As distopias literárias constantemente abordam temas ou contextos que atingem pontos-chave dos perigos e temores que assombram a humanidade quando confrontada com o futuro, resultando na construção de cenários que são sínteses das questões fundamentais ligadas aos problemas e decorrências da civilização ocidental, bem como dos percursos por ela trilhados, fazendo refletir tanto para frente quanto para trás.

Assim, textos escritos há mais de um século já colocavam questões sociais e ambientais que se tornaram paulatinamente mais próximas da realidade dos leitores, ainda que no momento em que foram escritos tais contextos poderiam parecer prenúncios apocalípticos impossíveis.

Chamado a preencher os hiatos do percurso entre a sua atualidade concreta e o cenário futuro criado no texto de ficção literária, o leitor constrói trajetórias para a humanidade, para a sociedade planetária, ou mesmo para as comunidades interpretativas a que pertence, incluindo, nesta perspectiva, o que concerne ao possível e ao impossível, às aspirações, aos desejos projetados, aos medos e perigos pronunciados, à cíclica recorrência de fatos históricos ou ao temor do desconhecido. Como outros mitos, a ficção científica também tem uma dimensão cosmogênica, só que nela a cosmogonia é metafórica e se opera ao contrário: ao invés de organizar os mundos ancestrais e origens ontológicas, o mito criado na narrativa da ficção científica descreve acontecimentos futuros que se originam nas possíveis ações do presente.
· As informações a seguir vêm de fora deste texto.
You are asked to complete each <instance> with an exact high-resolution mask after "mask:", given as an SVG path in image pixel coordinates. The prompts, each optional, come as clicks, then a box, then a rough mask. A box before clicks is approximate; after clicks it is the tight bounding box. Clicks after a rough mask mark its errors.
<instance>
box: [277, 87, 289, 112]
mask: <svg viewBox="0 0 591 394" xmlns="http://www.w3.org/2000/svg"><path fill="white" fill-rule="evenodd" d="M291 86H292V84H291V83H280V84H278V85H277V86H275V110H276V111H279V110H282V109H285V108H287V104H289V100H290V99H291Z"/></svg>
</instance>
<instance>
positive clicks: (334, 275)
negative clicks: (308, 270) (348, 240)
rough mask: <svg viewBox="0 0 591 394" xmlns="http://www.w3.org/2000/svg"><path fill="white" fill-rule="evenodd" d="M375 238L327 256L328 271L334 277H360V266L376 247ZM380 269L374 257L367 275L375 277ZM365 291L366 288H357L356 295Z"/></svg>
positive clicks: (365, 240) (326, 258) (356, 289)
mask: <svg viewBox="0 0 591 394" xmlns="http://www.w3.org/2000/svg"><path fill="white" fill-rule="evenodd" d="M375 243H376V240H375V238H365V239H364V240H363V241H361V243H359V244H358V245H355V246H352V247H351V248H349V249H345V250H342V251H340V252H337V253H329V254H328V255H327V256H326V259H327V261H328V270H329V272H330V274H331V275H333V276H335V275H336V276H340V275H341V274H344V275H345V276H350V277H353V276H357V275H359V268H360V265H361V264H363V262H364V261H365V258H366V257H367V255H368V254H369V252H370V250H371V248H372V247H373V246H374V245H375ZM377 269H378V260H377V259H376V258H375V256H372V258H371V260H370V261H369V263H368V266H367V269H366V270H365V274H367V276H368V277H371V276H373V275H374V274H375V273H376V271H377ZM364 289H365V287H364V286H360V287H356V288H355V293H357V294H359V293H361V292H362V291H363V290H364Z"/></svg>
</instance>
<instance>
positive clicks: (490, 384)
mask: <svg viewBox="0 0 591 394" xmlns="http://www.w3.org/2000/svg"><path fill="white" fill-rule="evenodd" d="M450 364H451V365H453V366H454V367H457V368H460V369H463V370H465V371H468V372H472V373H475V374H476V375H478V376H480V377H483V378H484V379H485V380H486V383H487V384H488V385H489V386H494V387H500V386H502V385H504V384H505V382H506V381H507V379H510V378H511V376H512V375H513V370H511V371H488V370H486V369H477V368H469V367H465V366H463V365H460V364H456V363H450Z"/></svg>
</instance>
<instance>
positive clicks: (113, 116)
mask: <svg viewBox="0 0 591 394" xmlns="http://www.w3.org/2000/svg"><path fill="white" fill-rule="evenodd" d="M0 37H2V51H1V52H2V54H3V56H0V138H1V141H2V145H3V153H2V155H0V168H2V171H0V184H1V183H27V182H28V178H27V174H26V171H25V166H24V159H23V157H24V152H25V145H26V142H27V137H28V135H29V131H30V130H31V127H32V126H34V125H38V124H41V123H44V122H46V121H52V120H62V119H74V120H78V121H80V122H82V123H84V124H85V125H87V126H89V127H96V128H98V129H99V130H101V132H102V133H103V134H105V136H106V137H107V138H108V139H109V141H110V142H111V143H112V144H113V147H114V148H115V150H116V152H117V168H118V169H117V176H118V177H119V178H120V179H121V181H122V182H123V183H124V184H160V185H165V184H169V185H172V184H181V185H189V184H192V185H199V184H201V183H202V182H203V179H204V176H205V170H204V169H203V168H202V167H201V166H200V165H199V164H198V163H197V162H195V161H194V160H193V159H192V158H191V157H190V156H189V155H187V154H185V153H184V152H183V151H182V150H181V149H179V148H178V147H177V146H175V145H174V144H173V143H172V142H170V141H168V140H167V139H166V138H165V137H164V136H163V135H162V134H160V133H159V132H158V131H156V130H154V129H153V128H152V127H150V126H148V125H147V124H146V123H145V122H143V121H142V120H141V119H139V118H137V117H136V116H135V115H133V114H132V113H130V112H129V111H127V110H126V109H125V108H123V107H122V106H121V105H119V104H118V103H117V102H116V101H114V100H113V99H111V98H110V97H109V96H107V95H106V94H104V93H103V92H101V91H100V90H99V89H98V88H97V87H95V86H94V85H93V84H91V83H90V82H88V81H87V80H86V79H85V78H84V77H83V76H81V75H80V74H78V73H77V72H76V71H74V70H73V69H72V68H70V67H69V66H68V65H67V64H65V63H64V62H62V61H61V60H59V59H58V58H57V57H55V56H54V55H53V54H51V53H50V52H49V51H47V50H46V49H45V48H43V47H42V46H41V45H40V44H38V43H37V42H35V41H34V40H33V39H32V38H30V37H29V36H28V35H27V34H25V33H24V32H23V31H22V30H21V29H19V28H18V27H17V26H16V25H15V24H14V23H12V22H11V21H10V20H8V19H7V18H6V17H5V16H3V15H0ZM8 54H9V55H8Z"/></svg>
Ao lidar com medos e temores contemporâneos, a ficção especulativa resulta abordando as consequências, trajetórias, decorrências, problemas históricos e atuais da civilização ocidental, conclamando o leitor à reflexão e implicando também num duplo envolvimento, tanto emocional quanto racional, com a temática abordada, o que sugere a literatura como ampliadora da capacidade de mobilização crítica do leitor frente à realidade e o aumento do grau de consciência dos problemas contemporâneos.

O medo faz parte das decorrências do progresso da civilização. À palavra “progresso” aproxima-se, de início, num campo semântico positivo, na significação de um avanço contínuo em direção a algo melhor, ligando-se à noção de êxito, de coisa desejável. Entretanto, ao progresso associa-se também o medo, sentimento ancestral humano que se relaciona a perigo, a algo a ser evitado, ao que não apenas se rejeita como também se deve fugir, com forte significação cultural negativa. Este duplo caráter do progresso e do avanço técnico-científico é a quinta-essência da civilização e do homem moderno, inserido numa sociabilidade fundada em paradoxos. E é o núcleo argumentativo da literatura especulativa.

Não se deve, contudo, pensar a literatura de ficção científica como instrumento de mera antecipação de questões científicas, sociais, tecnológicas, políticas, econômicas, ambientais ou de ferramenta para a proposição de possíveis soluções. Pelo contrário, o que há de se considerar é a imensa potencialidade que carrega para estabelecer, por meio do pulsar estético da arte, terrenos fecundos para o pensamento crítico sobre temas contemporâneos, como identidade, ética, responsabilidade, meio ambiente e futuro, mobilizando sujeitos-leitores para uma existência mais responsável e prudente. A catarse literária pode viabilizar a contemplação das ruínas do futuro e dar ao leitor a chance de uma reflexão crítica mais abrangente, uma visão imaginária das possibilidades (perversas ou utópicas) de construção coletiva do porvir. E a literatura de ficção científica, relacionando palavras, memória e futuro, pode alcançar, assim, funções heurísticas e educativas adicionais às estéticas do pensar.